O jornal paulista não quer que o STF se debruce no mérito do pedido de impeachment porque esse mérito simplesmente não existe. O editorial supra reproduzido quer a prevalência do político sobre o constitucional, ainda que o primeiro vá de encontro ao segundo.
Como bem mostra o jurista Luiz Moreira, porém, a Constituição impede que um processo de impedimento de um presidente da República seja levado a cabo sem que exista um crime de responsabilidade praticado pela chefe do Executivo Federal.
Ora, que crime de responsabilidade cometeu a presidente? “Pedaladas fiscais”? Isso não pode ser tipificado como crime de responsabilidade. Não existe amparo legal para fazer essa ligação entre uma medida administrativa e um ato criminoso da mandatária.
É por isso que os juristas que a mídia vem tirando do bolso do colete têm se restringido a apontar que Cunha tem prerrogativa de abrir o processo – o que jamais foi questionado – em vez de se concentrarem na constitucionalidade da abertura desse processo.

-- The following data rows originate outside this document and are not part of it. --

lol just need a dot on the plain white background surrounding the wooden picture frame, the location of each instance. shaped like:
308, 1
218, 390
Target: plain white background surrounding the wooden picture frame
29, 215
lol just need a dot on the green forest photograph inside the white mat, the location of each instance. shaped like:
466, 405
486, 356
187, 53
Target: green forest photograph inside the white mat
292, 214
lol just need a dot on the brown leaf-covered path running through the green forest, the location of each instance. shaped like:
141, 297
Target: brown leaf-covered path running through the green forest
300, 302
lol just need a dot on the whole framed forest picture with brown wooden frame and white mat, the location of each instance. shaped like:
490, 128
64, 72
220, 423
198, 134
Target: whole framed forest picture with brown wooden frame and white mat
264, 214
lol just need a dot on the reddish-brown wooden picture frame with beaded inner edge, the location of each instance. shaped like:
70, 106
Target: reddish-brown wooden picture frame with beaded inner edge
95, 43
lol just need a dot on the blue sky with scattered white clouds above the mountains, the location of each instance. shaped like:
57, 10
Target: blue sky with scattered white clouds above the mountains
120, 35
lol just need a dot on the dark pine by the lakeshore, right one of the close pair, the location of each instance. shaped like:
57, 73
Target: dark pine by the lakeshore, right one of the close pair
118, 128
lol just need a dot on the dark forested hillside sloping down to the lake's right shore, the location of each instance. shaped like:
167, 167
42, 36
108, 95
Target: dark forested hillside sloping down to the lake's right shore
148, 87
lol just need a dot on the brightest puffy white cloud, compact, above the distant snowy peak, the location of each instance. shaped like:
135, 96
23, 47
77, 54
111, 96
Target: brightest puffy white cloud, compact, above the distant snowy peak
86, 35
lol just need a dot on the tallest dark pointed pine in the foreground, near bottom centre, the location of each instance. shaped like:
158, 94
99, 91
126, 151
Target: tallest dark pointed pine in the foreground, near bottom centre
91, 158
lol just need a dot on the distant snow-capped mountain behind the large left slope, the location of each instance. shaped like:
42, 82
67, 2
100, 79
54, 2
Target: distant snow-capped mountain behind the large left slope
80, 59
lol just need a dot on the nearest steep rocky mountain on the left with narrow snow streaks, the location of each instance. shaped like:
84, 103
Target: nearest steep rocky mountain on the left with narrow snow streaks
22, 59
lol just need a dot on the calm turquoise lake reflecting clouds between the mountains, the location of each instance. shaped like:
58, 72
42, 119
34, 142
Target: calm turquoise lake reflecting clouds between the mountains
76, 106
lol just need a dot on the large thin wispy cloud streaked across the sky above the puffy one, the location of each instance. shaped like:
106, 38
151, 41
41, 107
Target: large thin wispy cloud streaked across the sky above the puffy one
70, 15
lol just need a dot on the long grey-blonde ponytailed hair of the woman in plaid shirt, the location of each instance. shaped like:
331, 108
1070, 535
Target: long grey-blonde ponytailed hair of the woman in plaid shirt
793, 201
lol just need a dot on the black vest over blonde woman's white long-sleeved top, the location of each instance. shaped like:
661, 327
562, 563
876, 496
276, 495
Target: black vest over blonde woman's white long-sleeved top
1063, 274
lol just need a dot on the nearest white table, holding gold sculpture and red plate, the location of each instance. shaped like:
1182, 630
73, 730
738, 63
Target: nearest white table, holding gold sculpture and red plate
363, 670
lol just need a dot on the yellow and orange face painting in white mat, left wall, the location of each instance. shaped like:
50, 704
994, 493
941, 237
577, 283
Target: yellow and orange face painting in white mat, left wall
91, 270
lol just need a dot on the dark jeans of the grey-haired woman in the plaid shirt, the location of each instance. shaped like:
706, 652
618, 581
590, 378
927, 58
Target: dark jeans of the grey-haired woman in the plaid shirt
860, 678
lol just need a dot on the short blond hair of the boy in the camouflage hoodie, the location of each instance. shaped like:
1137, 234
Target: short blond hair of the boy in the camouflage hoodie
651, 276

É por essa e por essa que o jurista Dalmo Dallari declarou na semana passada a esta página que o STF, no frigir dos ovos, em maioria não terá como decidir de forma diferente sobre o impeachment que não seja mandando a Câmara arquivá-lo, já que não detém os requisitos legais para ser levado a cabo.
E, como bem disse Dallari, apesar de haver um ou outro ministro do Supremo que dará uma banana para a Constituição, o colegiado não terá escapatória. Nem querendo poderá afrontar dessa maneira a lei. Seria um escândalo de repercussões internacionais.